There are times when I think that way. The wholesale worship of Obama that has become a daily chant of approval and shouts of "yes, we can," only adds to the sense of futility.

But give up? Easily? You don't know that. All you know is that there are times when I feel that it would be better to let the whole thing collapse. And that I thanked you for the pep talk.

You also know that I wondered what John Galt might have been feeling when he walked out of the factory, knowing, as he must have, that it was not going to be pretty and that even though he was guiltless in what was to happen, the strike would bring what he very graphically told Dagny it would bring.

No doubt he would have pulled himself together as I do, and go on. But the alternative is not, as far as I know, a moral failing, only a choice I can make, even in these circumstances. There is nothing about these circumstances that demands that I do anything that I regard as a sacrifice.

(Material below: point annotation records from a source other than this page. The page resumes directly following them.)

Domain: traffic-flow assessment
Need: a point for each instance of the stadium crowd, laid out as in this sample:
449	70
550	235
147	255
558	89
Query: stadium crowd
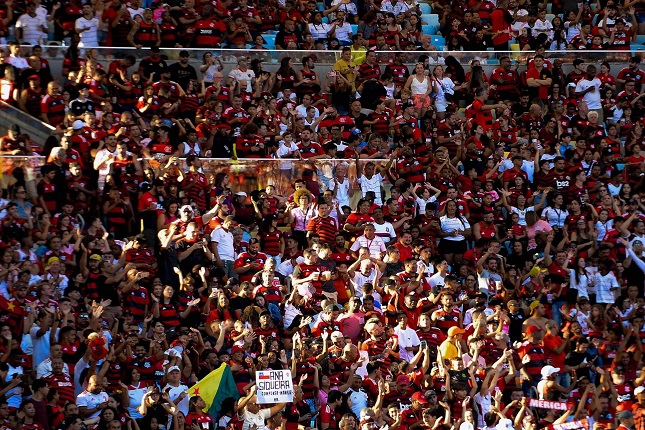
473	260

I am truly sorry that I didn't say that in my original posts along with my sincere thanks for the pep talk.

You just misunderstood, that's all.

Gus Van Horn said...

Thanks.

Richard said...

"Goat of the Gaps", ha! Clever, I like that. It's also rather uniquely Objectivist seeing as how many Republicans are too religious to use such a reference, and it can imply criticism of both Bush and Obama.

Gus Van Horn said...

And if someone doesn't see how it's a criticism of Bush, that just looks like a great opportunity to set the record straight!